People who spend eight or more hours a day staring at a computer screen may notice their eyes becoming tired or dry, and these conditions develop human dry eye disease(DED).
Seeing the researchers come up with the eye-on-a-chip, complete with a blinking eyelid, is helping scientists and drug developers to improve their understanding and treatment of DED, among other potential uses.
Scientists focused on engineering an eye model that could imitate a healthy eye and an eye with DED, allowing them to test an experimental drug without risk of human harm.

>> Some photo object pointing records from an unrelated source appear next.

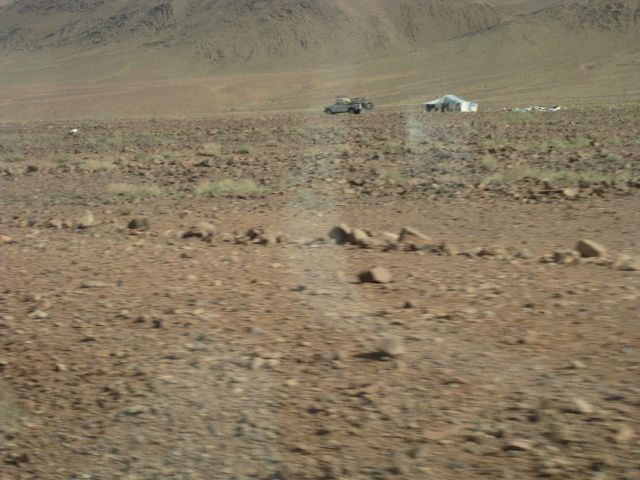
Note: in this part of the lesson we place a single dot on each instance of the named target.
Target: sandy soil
(173, 305)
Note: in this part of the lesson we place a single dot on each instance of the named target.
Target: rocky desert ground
(301, 296)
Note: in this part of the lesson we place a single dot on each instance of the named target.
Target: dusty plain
(176, 302)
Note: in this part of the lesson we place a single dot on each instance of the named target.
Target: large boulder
(591, 249)
(375, 275)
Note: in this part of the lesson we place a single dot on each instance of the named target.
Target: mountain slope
(233, 32)
(118, 57)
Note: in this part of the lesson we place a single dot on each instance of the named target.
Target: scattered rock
(627, 263)
(87, 220)
(391, 346)
(571, 193)
(624, 434)
(340, 234)
(203, 230)
(520, 445)
(375, 275)
(566, 257)
(591, 249)
(360, 237)
(139, 223)
(581, 406)
(410, 234)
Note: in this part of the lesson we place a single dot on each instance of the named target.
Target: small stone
(624, 434)
(392, 346)
(591, 249)
(375, 275)
(571, 193)
(359, 237)
(627, 263)
(139, 223)
(203, 230)
(582, 406)
(340, 234)
(577, 364)
(519, 446)
(87, 220)
(566, 257)
(492, 251)
(257, 363)
(135, 410)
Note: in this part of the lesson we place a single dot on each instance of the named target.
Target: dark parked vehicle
(349, 105)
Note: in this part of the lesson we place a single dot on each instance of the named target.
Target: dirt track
(136, 353)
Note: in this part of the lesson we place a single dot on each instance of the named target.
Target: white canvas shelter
(450, 103)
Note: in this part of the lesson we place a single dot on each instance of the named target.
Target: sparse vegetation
(13, 158)
(134, 191)
(244, 150)
(231, 187)
(211, 150)
(95, 165)
(394, 176)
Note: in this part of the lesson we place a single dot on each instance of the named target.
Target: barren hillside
(93, 58)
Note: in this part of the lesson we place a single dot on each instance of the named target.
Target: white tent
(450, 103)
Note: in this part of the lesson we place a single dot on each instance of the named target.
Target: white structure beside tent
(450, 103)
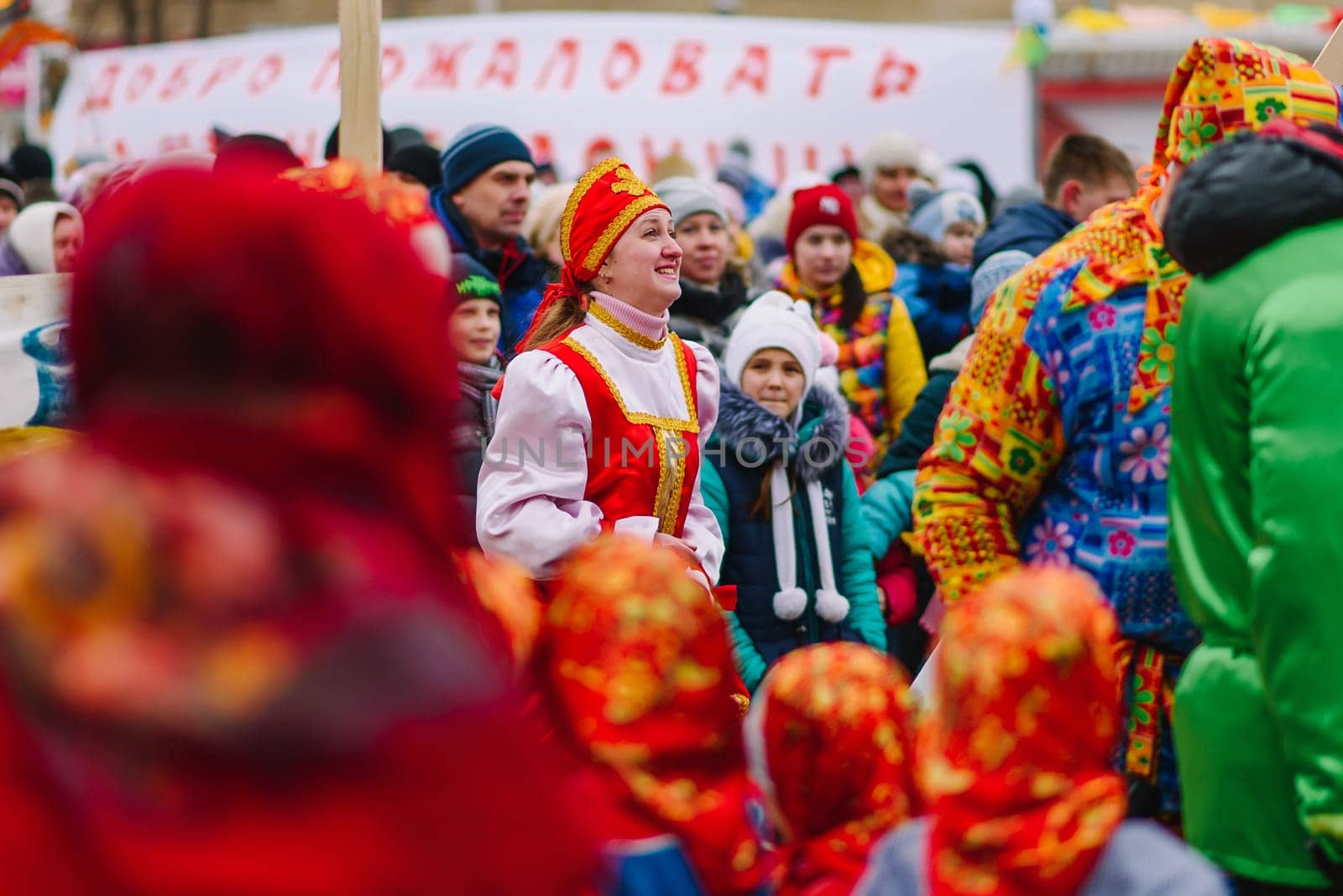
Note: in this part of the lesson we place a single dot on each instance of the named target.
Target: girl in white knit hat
(787, 502)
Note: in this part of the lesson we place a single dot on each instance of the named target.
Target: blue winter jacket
(738, 461)
(1029, 228)
(938, 297)
(523, 277)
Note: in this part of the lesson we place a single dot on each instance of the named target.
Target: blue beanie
(476, 149)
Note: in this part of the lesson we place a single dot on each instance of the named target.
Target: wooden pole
(1330, 62)
(362, 82)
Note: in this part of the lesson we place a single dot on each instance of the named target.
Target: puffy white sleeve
(530, 501)
(702, 528)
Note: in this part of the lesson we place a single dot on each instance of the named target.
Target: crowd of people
(461, 529)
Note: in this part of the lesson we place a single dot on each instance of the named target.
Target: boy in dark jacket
(473, 331)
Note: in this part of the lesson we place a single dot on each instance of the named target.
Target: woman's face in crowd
(959, 243)
(66, 240)
(8, 211)
(774, 378)
(473, 331)
(644, 268)
(891, 187)
(705, 240)
(823, 255)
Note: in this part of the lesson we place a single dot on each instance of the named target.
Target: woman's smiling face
(644, 268)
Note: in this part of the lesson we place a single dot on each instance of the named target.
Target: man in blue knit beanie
(488, 175)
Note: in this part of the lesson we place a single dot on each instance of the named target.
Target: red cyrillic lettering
(176, 82)
(651, 154)
(329, 71)
(100, 94)
(895, 76)
(568, 49)
(225, 69)
(503, 66)
(624, 54)
(684, 70)
(823, 56)
(754, 70)
(140, 81)
(394, 63)
(442, 67)
(265, 76)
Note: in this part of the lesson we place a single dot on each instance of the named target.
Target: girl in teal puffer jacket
(787, 502)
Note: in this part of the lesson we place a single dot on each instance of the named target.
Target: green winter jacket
(1257, 551)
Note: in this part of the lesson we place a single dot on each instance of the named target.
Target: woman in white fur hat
(787, 502)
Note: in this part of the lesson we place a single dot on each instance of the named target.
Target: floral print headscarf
(1017, 757)
(638, 672)
(830, 738)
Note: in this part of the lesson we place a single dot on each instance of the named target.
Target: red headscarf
(237, 656)
(830, 737)
(1017, 757)
(638, 675)
(602, 207)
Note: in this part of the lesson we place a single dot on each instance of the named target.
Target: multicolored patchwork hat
(1225, 85)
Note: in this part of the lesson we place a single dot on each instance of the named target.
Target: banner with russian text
(805, 94)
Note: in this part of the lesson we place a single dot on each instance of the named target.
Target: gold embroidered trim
(633, 336)
(571, 208)
(618, 227)
(673, 508)
(691, 425)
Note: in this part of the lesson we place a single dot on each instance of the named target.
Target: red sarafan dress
(832, 739)
(635, 676)
(237, 655)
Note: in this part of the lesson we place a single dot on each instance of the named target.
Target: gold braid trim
(618, 227)
(571, 207)
(691, 425)
(633, 336)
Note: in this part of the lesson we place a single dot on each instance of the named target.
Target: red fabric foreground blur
(1017, 754)
(235, 655)
(834, 737)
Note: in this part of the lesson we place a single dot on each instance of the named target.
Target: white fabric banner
(805, 94)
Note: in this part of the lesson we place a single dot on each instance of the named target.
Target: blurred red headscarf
(637, 671)
(1017, 755)
(832, 739)
(238, 658)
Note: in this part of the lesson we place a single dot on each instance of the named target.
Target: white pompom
(790, 602)
(832, 607)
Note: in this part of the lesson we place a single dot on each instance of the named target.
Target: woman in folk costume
(830, 739)
(637, 676)
(1054, 441)
(604, 414)
(237, 658)
(787, 503)
(1016, 759)
(846, 280)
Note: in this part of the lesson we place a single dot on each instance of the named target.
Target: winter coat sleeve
(857, 575)
(530, 495)
(906, 369)
(1295, 616)
(751, 665)
(1000, 438)
(886, 511)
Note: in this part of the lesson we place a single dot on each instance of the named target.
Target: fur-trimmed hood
(758, 436)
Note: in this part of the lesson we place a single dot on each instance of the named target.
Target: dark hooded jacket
(738, 461)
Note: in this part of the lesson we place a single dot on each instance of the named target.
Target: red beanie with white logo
(825, 204)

To construct their eye-on-a-chip, Huh’s team starts with a porous scaffold engineered with 3D printing, about the size of a dime and the shape of a contact lens, on which they grow human eye cells.
The cells of the cornea grow on the inner circle of scaffolding, dyed yellow, and the cells of the conjunctiva, the specialized tissue covering the white part of human eyes, grow on the surrounding red circle.
A slab of gelatin acts as the eyelid, mechanically sliding over the eye at the same rate as human blinking. Fed by a tear duct, dyed blue, the eyelid spreads artificial tear secretions over the eye to form what is called a tear film.
Blinking serves to spread tears and generate a thin film that keeps the ocular surface hydrated. It also helps form a smooth refractive surface for light transmission. This was a key feature of the ocular surface that we wanted to recapitulate in our device,” says Huh.
Huh and Seo’s eye-on-a-chip is still just dipping its toes into the field of drug testing, but this first step is a victory that represents years of work refining their artificial eye to reach this level of accuracy and utility.